Many of the teachers I talk with tell me that one of the things they hate most about their jobs is all of homework they have to grade. If we can eliminate the amount of papers they have to grade (we start by reducing paperwork in general), then we can free up an inordinate amount of time for personal activities.

I know that these grading ideas are revolutionary to some and counterintuitive to others, but I believe wholeheartedly that they work.

About Joel Wagner 522 Articles
Joel Wagner (@sywtt) began teaching band in 2002. Though he had a lot of information, his classes were out of control. He found himself tired, frustrated, disrespected by students, lonely, and on the brink of quitting. He had had enough. He resigned from his school district right before spring break of his second year and made it his personal mission to learn to be a great teacher. So You Want To Teach? is the ongoing story of that quest for educational excellence.
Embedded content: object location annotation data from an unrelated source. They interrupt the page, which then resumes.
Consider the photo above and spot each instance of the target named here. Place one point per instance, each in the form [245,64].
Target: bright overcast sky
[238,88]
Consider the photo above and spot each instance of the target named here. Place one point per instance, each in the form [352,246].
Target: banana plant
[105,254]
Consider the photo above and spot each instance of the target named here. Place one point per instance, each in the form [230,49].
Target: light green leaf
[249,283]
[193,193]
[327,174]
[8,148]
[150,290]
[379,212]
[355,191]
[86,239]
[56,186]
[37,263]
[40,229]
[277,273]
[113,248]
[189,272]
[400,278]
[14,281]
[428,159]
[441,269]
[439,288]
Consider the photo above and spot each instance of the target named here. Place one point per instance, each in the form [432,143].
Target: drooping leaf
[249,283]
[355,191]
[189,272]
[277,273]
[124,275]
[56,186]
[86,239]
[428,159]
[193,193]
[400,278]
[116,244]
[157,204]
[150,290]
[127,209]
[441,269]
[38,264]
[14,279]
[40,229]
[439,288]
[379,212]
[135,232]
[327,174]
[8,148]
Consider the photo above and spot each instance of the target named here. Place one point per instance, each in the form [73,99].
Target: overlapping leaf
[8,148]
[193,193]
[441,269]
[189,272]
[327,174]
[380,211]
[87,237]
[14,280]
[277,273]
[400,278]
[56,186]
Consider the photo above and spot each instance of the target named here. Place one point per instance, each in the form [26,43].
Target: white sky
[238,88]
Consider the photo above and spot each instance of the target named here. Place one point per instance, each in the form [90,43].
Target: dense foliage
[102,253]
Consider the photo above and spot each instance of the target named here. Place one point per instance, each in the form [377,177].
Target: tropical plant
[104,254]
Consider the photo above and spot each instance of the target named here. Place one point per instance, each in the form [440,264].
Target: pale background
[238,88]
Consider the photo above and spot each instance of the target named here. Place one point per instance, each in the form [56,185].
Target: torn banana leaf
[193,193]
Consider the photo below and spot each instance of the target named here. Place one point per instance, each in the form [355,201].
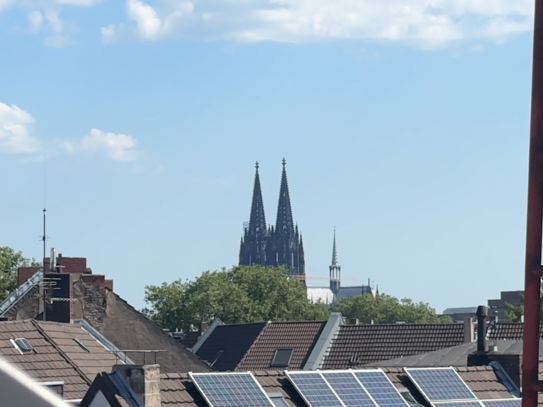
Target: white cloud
[117,147]
[36,19]
[15,131]
[423,21]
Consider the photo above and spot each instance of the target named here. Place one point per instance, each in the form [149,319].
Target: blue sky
[404,125]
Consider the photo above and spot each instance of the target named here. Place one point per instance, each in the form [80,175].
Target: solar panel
[380,388]
[231,390]
[348,389]
[502,403]
[314,389]
[459,404]
[440,384]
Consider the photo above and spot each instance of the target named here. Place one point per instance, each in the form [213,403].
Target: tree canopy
[256,293]
[10,261]
[387,309]
[241,294]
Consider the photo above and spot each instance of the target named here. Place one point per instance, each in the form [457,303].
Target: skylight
[23,345]
[281,357]
[216,357]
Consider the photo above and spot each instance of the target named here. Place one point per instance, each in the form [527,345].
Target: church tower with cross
[279,245]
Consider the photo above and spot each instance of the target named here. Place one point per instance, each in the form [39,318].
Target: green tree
[387,309]
[10,261]
[241,294]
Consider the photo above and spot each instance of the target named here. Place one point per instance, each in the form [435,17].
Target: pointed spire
[284,222]
[335,261]
[257,220]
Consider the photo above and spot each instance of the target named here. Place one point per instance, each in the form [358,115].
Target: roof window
[216,357]
[278,400]
[22,345]
[281,357]
[81,345]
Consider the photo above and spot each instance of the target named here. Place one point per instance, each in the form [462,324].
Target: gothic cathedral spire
[284,222]
[279,246]
[255,238]
[335,269]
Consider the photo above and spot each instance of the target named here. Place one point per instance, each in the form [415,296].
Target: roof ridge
[267,324]
[64,355]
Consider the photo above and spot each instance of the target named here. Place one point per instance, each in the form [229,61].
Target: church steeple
[284,222]
[257,220]
[335,269]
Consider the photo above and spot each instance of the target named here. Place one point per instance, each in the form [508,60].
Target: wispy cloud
[15,135]
[15,138]
[426,22]
[116,147]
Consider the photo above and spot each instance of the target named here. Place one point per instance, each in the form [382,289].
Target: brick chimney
[144,380]
[469,333]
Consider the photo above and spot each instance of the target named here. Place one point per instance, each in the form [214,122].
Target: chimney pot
[144,380]
[482,314]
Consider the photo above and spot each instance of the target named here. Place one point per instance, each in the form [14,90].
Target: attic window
[23,345]
[278,400]
[281,358]
[216,357]
[81,345]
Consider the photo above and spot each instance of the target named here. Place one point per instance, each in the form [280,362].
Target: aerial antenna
[44,237]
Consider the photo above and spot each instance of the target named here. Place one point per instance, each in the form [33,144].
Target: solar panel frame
[327,375]
[512,402]
[305,396]
[470,403]
[212,403]
[427,396]
[400,400]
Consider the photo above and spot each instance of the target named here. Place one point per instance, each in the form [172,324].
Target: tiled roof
[92,358]
[366,344]
[177,390]
[56,355]
[300,336]
[46,363]
[508,330]
[234,340]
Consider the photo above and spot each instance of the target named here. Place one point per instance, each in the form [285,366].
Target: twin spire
[284,222]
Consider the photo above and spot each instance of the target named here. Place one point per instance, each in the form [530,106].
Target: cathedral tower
[281,245]
[335,270]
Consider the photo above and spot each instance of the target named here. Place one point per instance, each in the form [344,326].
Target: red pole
[532,294]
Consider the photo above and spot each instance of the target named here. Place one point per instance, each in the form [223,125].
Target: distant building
[335,291]
[281,245]
[459,314]
[498,308]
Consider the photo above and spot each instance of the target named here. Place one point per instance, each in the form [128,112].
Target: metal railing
[20,292]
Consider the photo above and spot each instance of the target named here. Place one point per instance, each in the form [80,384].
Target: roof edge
[202,338]
[316,357]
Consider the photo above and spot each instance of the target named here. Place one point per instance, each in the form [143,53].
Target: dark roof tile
[374,343]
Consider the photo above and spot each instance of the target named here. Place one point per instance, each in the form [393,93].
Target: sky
[404,125]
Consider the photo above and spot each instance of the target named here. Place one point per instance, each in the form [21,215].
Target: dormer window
[22,345]
[281,358]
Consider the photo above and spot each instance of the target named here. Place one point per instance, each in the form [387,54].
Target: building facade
[279,245]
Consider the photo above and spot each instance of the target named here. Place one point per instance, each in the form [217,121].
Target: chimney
[144,380]
[481,328]
[469,333]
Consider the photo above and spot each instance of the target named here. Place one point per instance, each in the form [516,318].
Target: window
[281,358]
[278,400]
[216,357]
[81,344]
[23,345]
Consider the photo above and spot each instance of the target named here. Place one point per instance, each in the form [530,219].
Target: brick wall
[511,363]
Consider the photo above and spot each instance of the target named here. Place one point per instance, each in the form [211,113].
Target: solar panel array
[347,388]
[231,390]
[502,403]
[440,384]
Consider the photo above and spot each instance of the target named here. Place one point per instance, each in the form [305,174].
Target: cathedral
[279,245]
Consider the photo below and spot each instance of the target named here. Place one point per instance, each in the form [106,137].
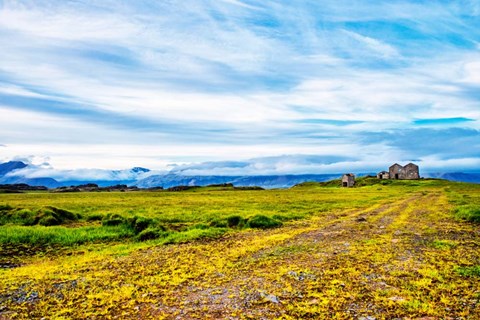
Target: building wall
[348,181]
[396,172]
[411,172]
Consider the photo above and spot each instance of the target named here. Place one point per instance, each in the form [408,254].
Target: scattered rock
[396,299]
[269,297]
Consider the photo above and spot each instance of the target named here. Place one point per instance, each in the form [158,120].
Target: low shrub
[218,223]
[48,221]
[5,207]
[150,234]
[234,221]
[263,222]
[94,217]
[112,222]
[142,224]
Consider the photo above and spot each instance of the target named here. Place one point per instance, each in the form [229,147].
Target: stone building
[398,172]
[348,180]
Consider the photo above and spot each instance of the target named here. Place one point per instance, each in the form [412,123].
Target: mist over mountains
[15,172]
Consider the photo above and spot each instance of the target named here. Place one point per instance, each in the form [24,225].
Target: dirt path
[392,260]
[380,262]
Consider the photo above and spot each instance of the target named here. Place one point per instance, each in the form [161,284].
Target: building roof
[411,165]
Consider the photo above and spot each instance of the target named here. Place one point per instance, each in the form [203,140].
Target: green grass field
[403,249]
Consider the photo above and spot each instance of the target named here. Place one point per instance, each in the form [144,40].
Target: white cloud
[382,49]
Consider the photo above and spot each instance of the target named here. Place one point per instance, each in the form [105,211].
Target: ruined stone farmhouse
[398,172]
[348,180]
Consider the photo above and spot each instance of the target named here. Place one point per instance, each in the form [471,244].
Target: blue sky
[277,86]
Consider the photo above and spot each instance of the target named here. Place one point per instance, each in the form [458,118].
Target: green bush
[95,217]
[218,223]
[234,221]
[112,222]
[200,226]
[149,234]
[263,222]
[62,214]
[5,207]
[142,224]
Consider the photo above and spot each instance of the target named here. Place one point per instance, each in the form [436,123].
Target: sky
[240,86]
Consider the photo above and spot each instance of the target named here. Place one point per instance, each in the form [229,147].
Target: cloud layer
[147,83]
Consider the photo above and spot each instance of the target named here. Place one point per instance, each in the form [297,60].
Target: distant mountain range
[15,172]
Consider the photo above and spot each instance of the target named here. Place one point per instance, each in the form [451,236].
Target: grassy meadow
[384,249]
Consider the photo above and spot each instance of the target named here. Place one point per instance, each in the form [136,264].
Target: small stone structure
[398,172]
[383,175]
[348,180]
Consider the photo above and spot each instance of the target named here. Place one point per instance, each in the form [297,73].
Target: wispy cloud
[151,83]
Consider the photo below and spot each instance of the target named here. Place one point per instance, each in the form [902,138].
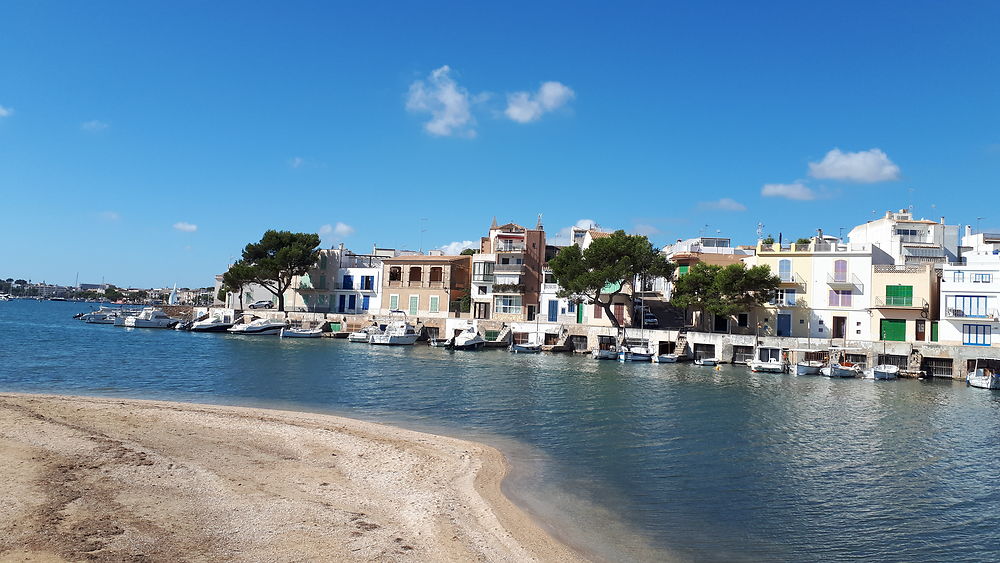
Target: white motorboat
[984,378]
[881,371]
[151,318]
[396,333]
[468,339]
[525,348]
[363,335]
[211,324]
[845,369]
[609,354]
[808,368]
[290,332]
[258,327]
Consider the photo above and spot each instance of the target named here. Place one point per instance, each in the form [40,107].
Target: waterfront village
[917,294]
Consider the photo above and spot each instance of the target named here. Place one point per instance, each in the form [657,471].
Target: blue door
[784,325]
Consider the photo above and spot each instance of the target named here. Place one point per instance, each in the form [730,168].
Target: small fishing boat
[881,371]
[609,354]
[808,368]
[291,332]
[525,348]
[151,318]
[258,327]
[983,378]
[468,339]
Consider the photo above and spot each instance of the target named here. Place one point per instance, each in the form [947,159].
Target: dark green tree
[237,277]
[608,268]
[279,257]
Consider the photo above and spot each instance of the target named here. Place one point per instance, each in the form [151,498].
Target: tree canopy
[607,268]
[724,291]
[279,257]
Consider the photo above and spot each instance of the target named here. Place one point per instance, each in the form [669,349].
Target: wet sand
[109,479]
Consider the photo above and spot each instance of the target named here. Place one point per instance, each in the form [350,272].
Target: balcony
[515,288]
[844,280]
[790,279]
[509,268]
[900,302]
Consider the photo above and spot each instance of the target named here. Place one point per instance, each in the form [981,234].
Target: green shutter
[894,330]
[899,295]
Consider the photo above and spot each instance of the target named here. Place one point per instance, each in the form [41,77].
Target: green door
[894,329]
[899,295]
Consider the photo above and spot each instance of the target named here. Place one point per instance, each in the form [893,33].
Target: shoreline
[127,478]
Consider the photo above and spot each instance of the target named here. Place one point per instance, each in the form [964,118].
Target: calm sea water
[630,461]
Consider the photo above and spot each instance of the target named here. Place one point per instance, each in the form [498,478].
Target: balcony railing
[509,268]
[900,302]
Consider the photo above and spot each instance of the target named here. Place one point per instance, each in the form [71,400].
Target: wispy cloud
[525,107]
[446,102]
[330,233]
[865,167]
[455,248]
[797,191]
[724,204]
[94,125]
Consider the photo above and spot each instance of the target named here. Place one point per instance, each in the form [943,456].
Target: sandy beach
[109,479]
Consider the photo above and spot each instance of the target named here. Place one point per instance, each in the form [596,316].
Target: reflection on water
[698,463]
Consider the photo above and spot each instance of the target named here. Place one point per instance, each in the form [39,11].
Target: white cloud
[525,107]
[797,191]
[93,125]
[330,233]
[565,234]
[446,101]
[455,248]
[724,204]
[866,166]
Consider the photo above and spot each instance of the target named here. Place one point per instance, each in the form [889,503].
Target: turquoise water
[630,461]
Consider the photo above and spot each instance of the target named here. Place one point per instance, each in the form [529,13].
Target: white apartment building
[909,241]
[970,301]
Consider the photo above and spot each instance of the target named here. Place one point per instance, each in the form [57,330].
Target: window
[966,306]
[784,297]
[976,335]
[482,271]
[508,304]
[840,297]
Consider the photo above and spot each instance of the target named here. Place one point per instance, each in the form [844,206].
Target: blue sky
[147,143]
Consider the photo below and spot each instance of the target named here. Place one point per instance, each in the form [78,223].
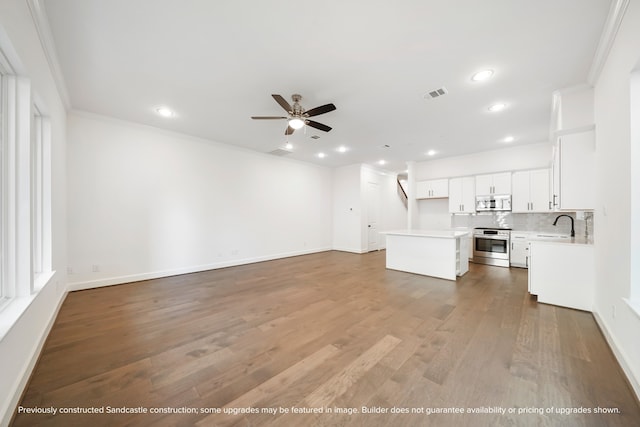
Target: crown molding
[39,16]
[611,27]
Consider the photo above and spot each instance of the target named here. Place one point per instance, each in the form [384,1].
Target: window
[634,292]
[25,189]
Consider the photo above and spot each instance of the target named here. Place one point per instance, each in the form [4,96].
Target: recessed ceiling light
[296,123]
[482,75]
[497,107]
[165,112]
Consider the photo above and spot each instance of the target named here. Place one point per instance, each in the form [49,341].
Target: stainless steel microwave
[496,202]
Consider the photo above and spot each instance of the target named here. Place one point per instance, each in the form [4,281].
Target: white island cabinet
[561,272]
[437,253]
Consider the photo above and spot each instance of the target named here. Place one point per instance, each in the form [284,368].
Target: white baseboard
[348,249]
[118,280]
[619,354]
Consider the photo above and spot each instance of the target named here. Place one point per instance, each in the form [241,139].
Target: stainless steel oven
[491,246]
2 Comments on Less Stress: Work Only At Work

  1. I used to put kids in groups of 4 and let them come up with a group name. Then they would go over homework together and turn in one group paper. Then groups would switch papers and we would grade them together as a class. That whole group got the same grade. The group would get points according to the group grade (9 points for 90s etc.) and at the end of the month, the group with the highest points won a prize. For each person that didn’t have their homework, the group lost 2 points each so peer pressure encouraged kids to have their homework. The kids loved it and I loved it because I didn’t have to grade those papers!

  2. Great! I love these comments. As a band director, it’s hard for me to know whether or not the ideas I have would translate well into a normal classroom setting. It’s encouraging to know that “normal” classroom teachers think they would! Thank you!